There are just way too many characters to serve here so they all get the short shift. Ghostbusters made do with four guys, and even The Avengers kept it to six people. Those are manageable numbers, but at the end of Dominion, there are multiple hero shots of, like, eight people. With a ninth elsewhere.
The other secret problem with this movie, and others in the franchise, is the kids, or lack thereof. Now I know what you’re going to say. What about Maisie? She’s a kid! Yeah, she is, but she doesn’t feel like a kid, she feels like an adult, with her posh British accent and proper way of speaking. And that has nothing to do with Sermon’s performance, mind you. It’s the way the character is written. It’s not her fault that Joseph Mazzello and Ariana Richards delivered iconic child performances in Jurassic Park, and that’s part of Spielberg’s magic. He’s great with kids, from Gertie (Drew Barrymore) in E.T. to Data (Ke Huy Quan) in Indiana Jones in the Temple of Doom and Rufio (Dante Basco) in Hook. Colin Trevorrow made a movie with kids once. It was called The Book of Henry. The kids just don’t register in the Jurassic movies he has made.
You know what else doesn’t register? The awe-struck sense of timeless wonder that the world collectively felt upon seeing Jurassic Park, which Trevorrow has replaced with monster movie scares. I personally appreciated some of those scarier moments, but where Trevorrow fails is in building proper suspense for them. There’s no build-up in Dominion. No foreplay. It’s just wham-bam-thank-you and you don’t even get to say “ma’am” before getting whammed and bammed again. Nothing in Dominion approaches the scene in Jurassic Park where the T-Rex’s footsteps cause ripples in the water. This movie is just relentless and while some will find that a selling point, at some point, it all just starts to feel like noise.

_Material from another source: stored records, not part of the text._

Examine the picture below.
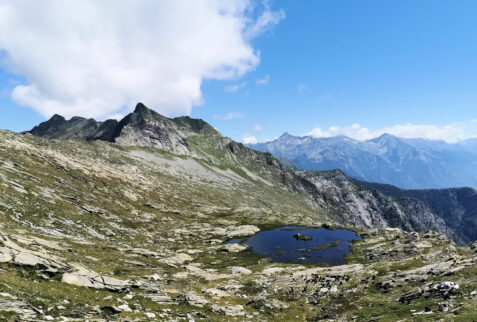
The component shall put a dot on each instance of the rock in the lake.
(232, 248)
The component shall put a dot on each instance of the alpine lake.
(296, 244)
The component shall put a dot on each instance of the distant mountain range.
(326, 196)
(407, 163)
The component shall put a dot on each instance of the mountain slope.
(94, 230)
(332, 198)
(457, 206)
(407, 163)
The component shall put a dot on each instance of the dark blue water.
(326, 246)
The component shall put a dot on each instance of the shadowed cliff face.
(331, 194)
(407, 163)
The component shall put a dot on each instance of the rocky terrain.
(406, 163)
(133, 228)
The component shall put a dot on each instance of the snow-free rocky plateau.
(126, 220)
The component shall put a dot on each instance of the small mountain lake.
(295, 244)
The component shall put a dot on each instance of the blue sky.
(327, 64)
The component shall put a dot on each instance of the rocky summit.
(127, 221)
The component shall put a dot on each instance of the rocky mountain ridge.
(332, 194)
(406, 163)
(94, 230)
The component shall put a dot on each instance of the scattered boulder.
(238, 270)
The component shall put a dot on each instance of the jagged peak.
(286, 135)
(141, 108)
(56, 118)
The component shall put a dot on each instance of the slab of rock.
(87, 278)
(231, 310)
(25, 311)
(193, 299)
(242, 231)
(238, 270)
(177, 259)
(38, 260)
(215, 292)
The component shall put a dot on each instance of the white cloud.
(235, 87)
(229, 116)
(450, 133)
(248, 138)
(98, 58)
(258, 128)
(263, 81)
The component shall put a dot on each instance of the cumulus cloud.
(235, 87)
(258, 128)
(229, 116)
(301, 88)
(450, 133)
(263, 81)
(98, 58)
(249, 138)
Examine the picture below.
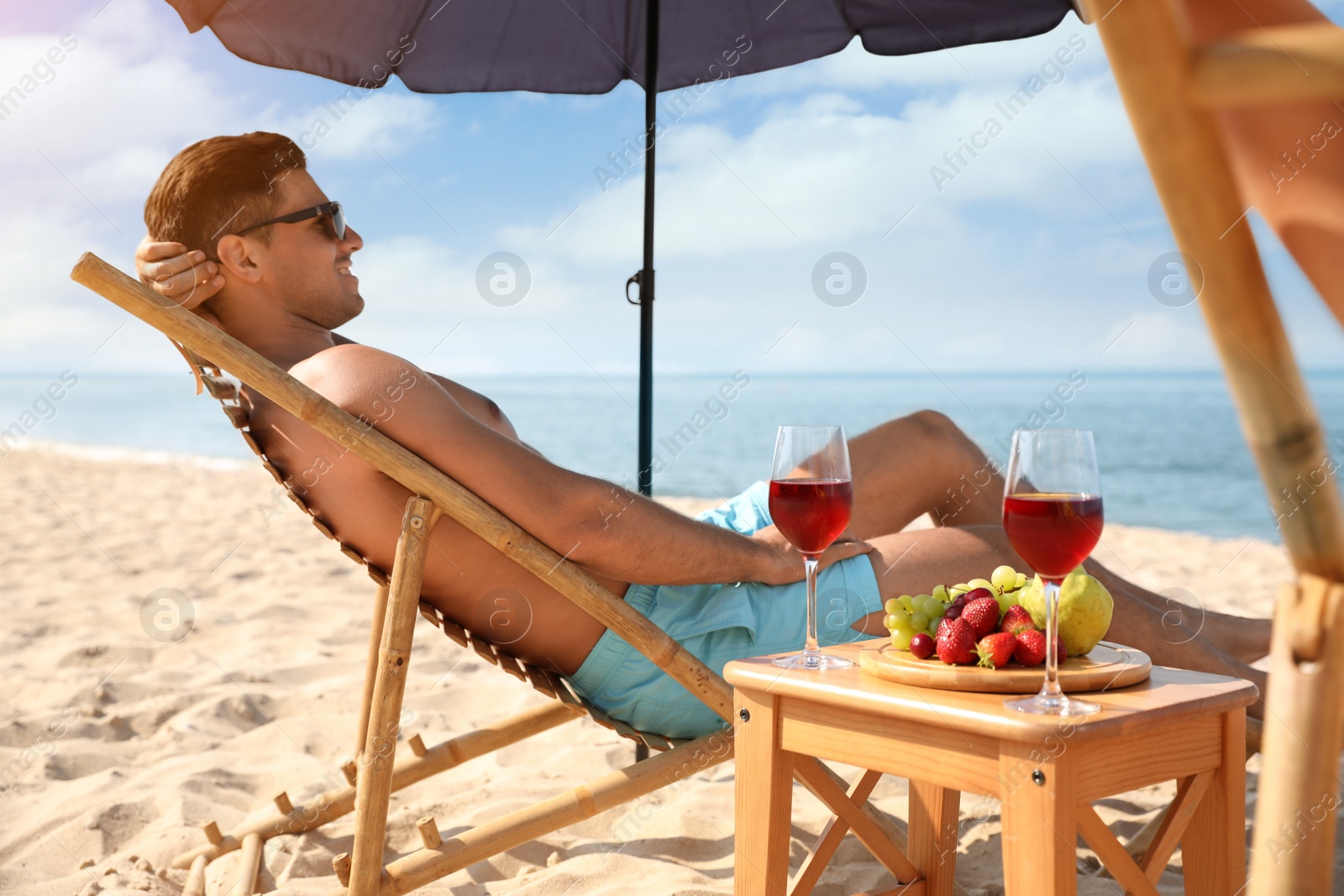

Speaking of which, the music doesn’t get a workout as it should. Michael Giacchino does the score, and there’s one moment when the John Williams‘ classic theme comes up and it actually matters, but for the most part, the theme stays on ice, mainly because there’s no wondrous moment that calls for it. Indeed, that’s the biggest problem with Jurassic World Dominion, which most reviews will likely point out.
There is just no sense of magic anymore, no sense of wonder. And I get it, I’ve seen six of these movies and I’m not 9 years old anymore, but I can’t imagine a 9-year-old kid walking out of Dominion with the same sense of wonder as I did walking out of Jurassic Park. It’s just soulless summer tripe. A harmless popcorn movie, perhaps, but it’s high past time to encase this franchise in amber for a while, for each new installment does the original’s legacy no favors.